Maria glaubt. Mit ihrem ganzen Sein lässt sie sich trotz anderer Lebenspläne – sie ist Joseph versprochen – auf diese Herausforderung ein. Ihre ganze Existenz wird von ihrer Antwort durchdrungen. Ihr Glaube wird ohne Zögern lebendig und konkret in der Antwort, die sie dem Engel gibt: Siehe, ich bin die Magd des Herrn, mir geschehe, wie du gesagt hast. Maria ist nicht nur bereit nach dem Willen Gottes zu fragen und auf ihn zu hören. Sie wagt es, ihn an sich geschehen zu lassen. Sie gibt ihr Leben dafür her.
Später lehrt Jesus zu beten: Dein Wille geschehe! Diese Dimension geht tiefer als das Tun. Sie fordert auf, Gottes Handeln an und durch uns geschehen zu lassen.
Maria ahnt noch nicht, auf welchen Weg sie sich dabei begibt. Im Magnifikat staunt sie voll Freude über ihren Gott: Er hat die Niedrigkeit seiner Magd angesehen. Von nun an werden mich selig preisen alle Geschlechter. Maria preist die Barmherzigkeit Gottes, sein Wirken, sein Handeln. Sie nimmt den großen Bogen auf: Wie er gesprochen hat zu unseren Vätern bis in Ewigkeit. Ob Zacharias, der verstummte Priester diese Worte aus dem Mund der jungen Frau hört, die zu verkündigen doch eigentlich seine Aufgabe wäre?
Sein Wille geschieht
Maria erfährt, wie dieser Lobgesang zumindest äußerlich verstummt. Ganz andere Töne und Erfahrungen warten auf sie. Schon bei der Geburt ihres Sohnes, von dem der Engel sagt, dieser wird groß sein und Sohn des Höchsten genannt werden, erleidet sie die Niedrigkeit, auf die sich Gott einlässt und die er den Seinen zumutet. Im Tempel in Jerusalem, am Ort der Erwartung des Messias, sind es nur ein hochbetagter Mann und eine alte Frau, deren Augen und Herz offen sind. Simeon und Hanna sehen mit erleuchteten Augen des Herzens in dem neugeborenen Kind das von Gott für alle Völker bereitete Heil. Doch Simeon spricht auch vom Schwert, das Marias Seele durchdringen wird. Obwohl Hanna beim Anblick des Kindes Gott lobt und zu allen, die auf den Erlöser warten, davon spricht, scheint niemand auf sie zu hören. Die Priester und Schriftgelehrten, die sich mühen Gottes Willen dem Volk zu verkünden, erkennen ihn nicht. Am Rand der öffentlichen Plätze, im Stall bringt Maria Gottes Sohn, das Heil, zur Welt. Und der, dessen Herrschaft ohne Ende sein wird, muss der Herrschaft des Herodes weichen und fliehen.

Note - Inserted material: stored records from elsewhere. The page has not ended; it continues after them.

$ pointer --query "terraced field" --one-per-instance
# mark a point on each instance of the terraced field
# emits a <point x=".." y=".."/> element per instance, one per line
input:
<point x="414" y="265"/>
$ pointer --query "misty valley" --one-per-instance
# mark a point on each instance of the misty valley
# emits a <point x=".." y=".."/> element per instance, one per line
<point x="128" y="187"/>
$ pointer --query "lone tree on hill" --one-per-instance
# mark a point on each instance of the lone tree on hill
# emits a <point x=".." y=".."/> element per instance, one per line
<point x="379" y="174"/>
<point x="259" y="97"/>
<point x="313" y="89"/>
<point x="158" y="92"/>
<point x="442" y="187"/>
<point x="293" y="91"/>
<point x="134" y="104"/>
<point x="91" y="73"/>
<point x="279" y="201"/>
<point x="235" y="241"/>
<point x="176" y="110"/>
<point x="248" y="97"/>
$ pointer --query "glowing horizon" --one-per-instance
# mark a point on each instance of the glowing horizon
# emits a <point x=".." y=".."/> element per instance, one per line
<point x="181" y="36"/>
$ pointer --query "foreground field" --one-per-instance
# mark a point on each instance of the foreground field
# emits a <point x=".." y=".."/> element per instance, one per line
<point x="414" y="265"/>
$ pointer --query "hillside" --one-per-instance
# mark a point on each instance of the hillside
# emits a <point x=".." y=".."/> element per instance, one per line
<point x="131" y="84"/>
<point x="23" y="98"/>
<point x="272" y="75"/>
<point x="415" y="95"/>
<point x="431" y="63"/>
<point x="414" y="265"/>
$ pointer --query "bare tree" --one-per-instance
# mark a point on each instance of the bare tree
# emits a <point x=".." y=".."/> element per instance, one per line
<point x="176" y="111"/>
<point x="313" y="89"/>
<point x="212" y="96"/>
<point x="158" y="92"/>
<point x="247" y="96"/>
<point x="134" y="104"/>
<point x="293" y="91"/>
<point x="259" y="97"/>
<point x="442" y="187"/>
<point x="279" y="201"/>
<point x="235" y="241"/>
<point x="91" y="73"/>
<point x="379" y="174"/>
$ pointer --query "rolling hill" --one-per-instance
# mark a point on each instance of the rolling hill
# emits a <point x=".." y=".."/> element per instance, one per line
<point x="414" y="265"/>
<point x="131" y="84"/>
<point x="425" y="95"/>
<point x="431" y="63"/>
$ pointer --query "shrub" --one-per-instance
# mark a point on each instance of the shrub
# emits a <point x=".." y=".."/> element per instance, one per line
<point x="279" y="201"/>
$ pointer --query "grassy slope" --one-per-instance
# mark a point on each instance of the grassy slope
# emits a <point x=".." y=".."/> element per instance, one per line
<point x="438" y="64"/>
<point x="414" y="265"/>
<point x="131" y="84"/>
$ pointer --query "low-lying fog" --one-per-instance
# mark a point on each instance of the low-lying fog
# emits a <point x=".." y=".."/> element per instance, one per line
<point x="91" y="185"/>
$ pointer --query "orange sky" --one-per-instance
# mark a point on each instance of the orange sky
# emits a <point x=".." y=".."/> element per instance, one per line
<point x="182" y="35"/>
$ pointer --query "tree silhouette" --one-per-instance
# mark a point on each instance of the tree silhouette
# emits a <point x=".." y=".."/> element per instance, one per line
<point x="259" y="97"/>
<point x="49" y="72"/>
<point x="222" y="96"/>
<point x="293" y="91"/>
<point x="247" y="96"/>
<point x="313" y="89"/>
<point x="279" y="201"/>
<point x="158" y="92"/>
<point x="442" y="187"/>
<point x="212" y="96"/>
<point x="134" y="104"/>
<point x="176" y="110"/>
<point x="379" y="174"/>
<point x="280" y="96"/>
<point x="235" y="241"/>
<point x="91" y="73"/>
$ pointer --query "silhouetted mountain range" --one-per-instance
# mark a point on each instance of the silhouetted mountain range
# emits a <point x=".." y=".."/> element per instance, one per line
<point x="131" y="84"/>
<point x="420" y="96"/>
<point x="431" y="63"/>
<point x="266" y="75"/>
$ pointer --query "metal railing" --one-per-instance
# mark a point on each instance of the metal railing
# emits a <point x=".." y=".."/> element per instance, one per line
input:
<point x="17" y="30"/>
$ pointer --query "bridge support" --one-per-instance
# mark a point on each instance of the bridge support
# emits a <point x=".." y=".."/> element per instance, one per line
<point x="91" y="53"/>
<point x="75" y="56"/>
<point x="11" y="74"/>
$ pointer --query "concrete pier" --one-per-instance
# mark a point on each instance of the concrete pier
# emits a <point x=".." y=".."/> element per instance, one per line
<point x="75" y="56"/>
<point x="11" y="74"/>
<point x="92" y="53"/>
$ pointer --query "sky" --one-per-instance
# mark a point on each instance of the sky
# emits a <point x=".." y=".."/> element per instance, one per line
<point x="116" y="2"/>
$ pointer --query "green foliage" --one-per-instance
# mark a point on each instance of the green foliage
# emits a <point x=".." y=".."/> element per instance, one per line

Trotz all dem hält Maria aus, bewegt alles in ihrem Herzen, die Worte der Hirten und der Weisen, sicher auch die, die der Engel ihr sagte. Sie bleibt bei ihrem Ja, mir geschehe wie du gesagt hast. Sie lässt sich auf den Willen des Vaters ein, lässt ihn geschehen und glaubt in dem, was geschieht, seinen Willen. Sie lässt sich gebrauchen, auch wenn sie zunächst nichts davon sieht, dass er Gewaltige vom Thron stürzt. Erfährt Maria auf ihrem Weg nicht viel mehr Infragestellung durch ihren Sohn, ja Zurückweisung? Wusstet ihr nicht, dass ich sein muss im Hause meines Vaters? – Frau, was habe ich mit dir zu schaffen? Meine Stunde ist noch nicht gekommen. Bis zu der Frage Jesu: Wer ist meine Mutter, wer meine Schwestern und Brüder? Wie klingen solche Sätze in den Ohren der Mutter?
Im Evangelium lesen wir, wie Maria immer wieder ihren Anspruch an Jesus loslassen muss. Auch dort, wo sie die schwierige Situation schnell erspürt – sie haben keinen Wein mehr – muss sie warten, geschehen lassen, bis seine Zeit kommt. Doch dies bedeutet für sie keine Untätigkeit, sie fordert andere auf: „Seid bereit! Tut, was er sagt!“
Ja, Vater
Ein Loslassen erfährt Maria unter dem Kreuz in doppelter Weise. Da wird ihr Sohn grausam getötet. Es ist das Schlimmste, was einer Mutter widerfahren kann, am Grab des eigenen Kindes zu stehen. Diesen Schmerz nimmt Maria auf sich. Aber auch die Worte Jesu an sie lassen eine Distanz spüren, neben aller Fürsorge: Frau, das ist dein Sohn, sagt Jesus zu ihr und weist sie an Johannes. Noch im letzten Augenblick muss Maria auch den kleinsten eigenen Anspruch loslassen. Gottes Handeln bleibt unverfügbar.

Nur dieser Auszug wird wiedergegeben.